“A IS FOR APPLE, B IS FOR BALL…”



Fedya Trutko THIRTEEN YEARS OLD. NOW BRANCH DIRECTOR OF A LIMESTONE FACTORY.

Here’s the story…

Just two days before the war, we took mama to the hospital. She was gravely ill. The hospital was in Brest. We never saw our mama again.

Two days later the Germans entered the city. They drove the patients out of the hospital, and those who couldn’t walk they took away somewhere. Among them, people told me, was my mother. They were shot somewhere. But where? How? When? I never learned, there was no trace left.

The war found my sister, my father, and me at home in Bereza. My brother Volodya was studying at the school of highway engineering in Brest. My other brother, Alexander, graduated from the Red Navy School in Pinsk and worked there as a mechanic on a steamship.

Our father—Stepan Alekseevich Trutko—was deputy chairman of the Bereza district executive committee. He was given the order to evacuate with documents to Smolensk. He came running home. “Fedya, grab your sister and go to your grandfather’s in Ogorodniki…”
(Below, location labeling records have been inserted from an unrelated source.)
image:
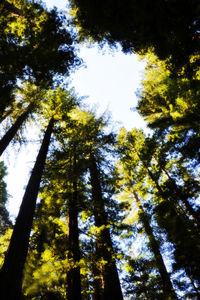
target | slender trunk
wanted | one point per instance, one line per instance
(12, 271)
(111, 284)
(5, 115)
(73, 291)
(97, 283)
(183, 198)
(7, 138)
(197, 291)
(167, 285)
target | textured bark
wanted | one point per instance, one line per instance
(184, 199)
(166, 282)
(7, 138)
(73, 291)
(12, 271)
(111, 288)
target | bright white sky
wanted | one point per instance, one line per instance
(110, 81)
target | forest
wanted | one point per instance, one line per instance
(106, 214)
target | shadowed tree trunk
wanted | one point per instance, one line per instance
(7, 138)
(73, 291)
(166, 282)
(111, 285)
(12, 271)
(177, 192)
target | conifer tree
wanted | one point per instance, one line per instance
(12, 270)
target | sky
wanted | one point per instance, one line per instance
(110, 80)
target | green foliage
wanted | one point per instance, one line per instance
(34, 45)
(170, 28)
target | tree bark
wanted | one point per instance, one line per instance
(7, 138)
(166, 282)
(12, 271)
(111, 285)
(73, 291)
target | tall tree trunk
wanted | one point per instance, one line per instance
(12, 271)
(183, 198)
(104, 250)
(7, 138)
(167, 286)
(73, 291)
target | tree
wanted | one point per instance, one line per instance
(34, 45)
(170, 28)
(104, 250)
(12, 270)
(146, 174)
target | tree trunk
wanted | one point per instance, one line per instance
(111, 284)
(12, 271)
(167, 286)
(73, 291)
(7, 138)
(184, 199)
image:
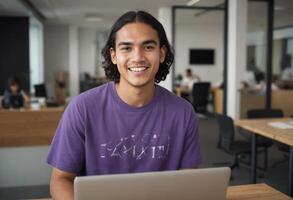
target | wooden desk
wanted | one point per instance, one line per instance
(254, 192)
(28, 127)
(281, 99)
(261, 127)
(250, 192)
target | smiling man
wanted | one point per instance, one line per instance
(129, 124)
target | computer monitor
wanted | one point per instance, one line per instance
(40, 90)
(16, 101)
(190, 184)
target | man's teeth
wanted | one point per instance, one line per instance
(137, 69)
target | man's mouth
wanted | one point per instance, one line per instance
(137, 69)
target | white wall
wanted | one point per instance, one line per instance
(36, 49)
(201, 36)
(73, 69)
(87, 50)
(56, 45)
(165, 17)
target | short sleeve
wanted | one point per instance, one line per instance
(67, 151)
(192, 151)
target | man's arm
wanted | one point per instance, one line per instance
(61, 185)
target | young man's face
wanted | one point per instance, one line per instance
(137, 54)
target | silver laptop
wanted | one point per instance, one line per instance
(191, 184)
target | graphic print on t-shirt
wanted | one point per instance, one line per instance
(152, 146)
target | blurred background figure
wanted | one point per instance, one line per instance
(287, 73)
(189, 79)
(14, 96)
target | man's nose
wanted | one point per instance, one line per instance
(138, 54)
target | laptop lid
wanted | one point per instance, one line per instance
(200, 184)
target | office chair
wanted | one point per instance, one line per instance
(40, 90)
(226, 142)
(262, 142)
(200, 95)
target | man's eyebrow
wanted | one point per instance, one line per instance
(144, 43)
(150, 42)
(124, 43)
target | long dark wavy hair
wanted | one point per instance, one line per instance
(111, 70)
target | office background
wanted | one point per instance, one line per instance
(44, 38)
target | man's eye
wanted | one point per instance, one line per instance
(149, 47)
(125, 48)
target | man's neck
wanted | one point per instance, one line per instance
(135, 96)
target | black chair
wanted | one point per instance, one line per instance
(262, 142)
(40, 90)
(200, 96)
(226, 142)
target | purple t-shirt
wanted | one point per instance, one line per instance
(101, 134)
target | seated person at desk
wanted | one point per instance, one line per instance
(14, 96)
(130, 124)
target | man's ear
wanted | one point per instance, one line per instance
(113, 56)
(163, 52)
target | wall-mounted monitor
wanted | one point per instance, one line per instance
(202, 56)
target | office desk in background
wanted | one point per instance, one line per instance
(250, 192)
(261, 127)
(28, 127)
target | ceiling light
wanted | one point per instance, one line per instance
(192, 2)
(93, 17)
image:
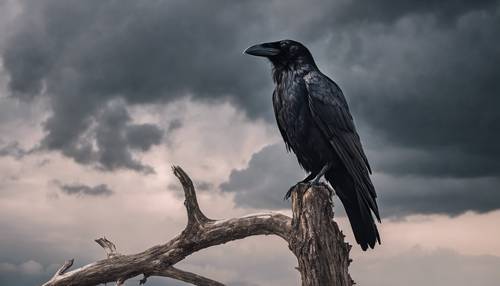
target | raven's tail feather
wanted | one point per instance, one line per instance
(357, 208)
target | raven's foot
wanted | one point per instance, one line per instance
(307, 184)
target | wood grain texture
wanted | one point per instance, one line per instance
(312, 236)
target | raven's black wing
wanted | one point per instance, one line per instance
(277, 105)
(331, 114)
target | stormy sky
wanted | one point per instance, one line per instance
(99, 98)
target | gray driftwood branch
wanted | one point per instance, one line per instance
(312, 235)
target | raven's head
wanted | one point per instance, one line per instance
(285, 53)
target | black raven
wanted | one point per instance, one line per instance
(315, 122)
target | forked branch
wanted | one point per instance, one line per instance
(200, 232)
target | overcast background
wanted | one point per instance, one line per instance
(99, 98)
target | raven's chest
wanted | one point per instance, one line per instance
(292, 108)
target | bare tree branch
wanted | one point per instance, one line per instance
(187, 277)
(199, 233)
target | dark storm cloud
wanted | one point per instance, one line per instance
(84, 190)
(435, 92)
(84, 54)
(417, 84)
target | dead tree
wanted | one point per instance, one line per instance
(312, 235)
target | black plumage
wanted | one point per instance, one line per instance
(315, 123)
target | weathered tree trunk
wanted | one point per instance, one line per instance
(312, 235)
(316, 240)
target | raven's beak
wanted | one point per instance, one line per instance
(263, 50)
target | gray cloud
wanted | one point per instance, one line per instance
(84, 190)
(393, 61)
(263, 184)
(13, 149)
(418, 266)
(271, 171)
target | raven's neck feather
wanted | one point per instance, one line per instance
(281, 72)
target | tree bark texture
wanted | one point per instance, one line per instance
(312, 235)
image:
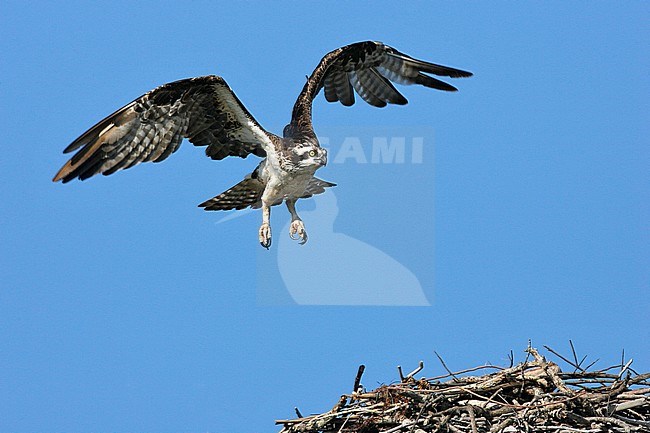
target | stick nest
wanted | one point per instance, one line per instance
(533, 396)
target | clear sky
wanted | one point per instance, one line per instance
(125, 308)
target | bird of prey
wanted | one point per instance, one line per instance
(208, 113)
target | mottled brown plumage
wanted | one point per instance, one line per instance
(207, 112)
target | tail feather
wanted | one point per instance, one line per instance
(246, 193)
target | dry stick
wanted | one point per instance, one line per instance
(357, 380)
(472, 418)
(445, 366)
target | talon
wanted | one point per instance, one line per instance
(298, 227)
(265, 235)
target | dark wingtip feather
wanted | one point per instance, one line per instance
(434, 83)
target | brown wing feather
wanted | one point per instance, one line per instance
(368, 67)
(152, 127)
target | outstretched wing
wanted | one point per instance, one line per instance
(367, 68)
(151, 128)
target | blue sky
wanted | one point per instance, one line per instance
(125, 308)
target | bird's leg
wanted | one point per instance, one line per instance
(297, 226)
(265, 228)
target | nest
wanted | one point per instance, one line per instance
(533, 396)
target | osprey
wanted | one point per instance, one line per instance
(207, 112)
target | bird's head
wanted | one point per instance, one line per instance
(310, 155)
(305, 154)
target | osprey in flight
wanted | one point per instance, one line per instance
(205, 111)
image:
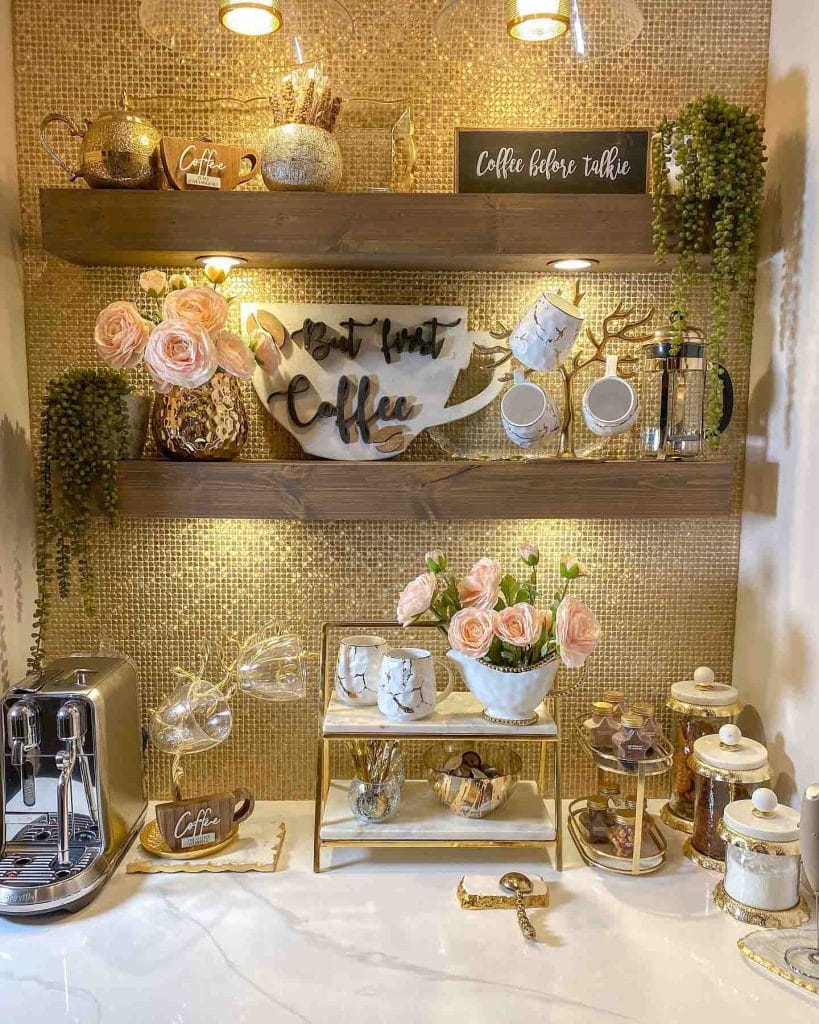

We arrived at my grandfather’s farm in the morning, and that night my brother Volodya knocked on the window. He had walked for two days and nights from Brest. In October, Alexander showed up at the farm. He told us that the steamship on which he was sailing to Dnepropetrovsk had been bombed. All survivors were taken prisoner. Several people escaped, among them our Alexander.

We all rejoiced when the partisans came to my grandfather’s—let’s go with them! We’ll take revenge!

“How many grades have you finished?” asked the commander, when we were brought to him.

“Five.”

I heard the order: “Leave him in the family camp.”

My brothers were given rifles, and I was given a pencil for schoolwork.

I was already a Young Pioneer by then. It was my best card, that I was a Pioneer. I asked to join a combat unit.

“We have fewer pencils than rifles,” laughed the commander.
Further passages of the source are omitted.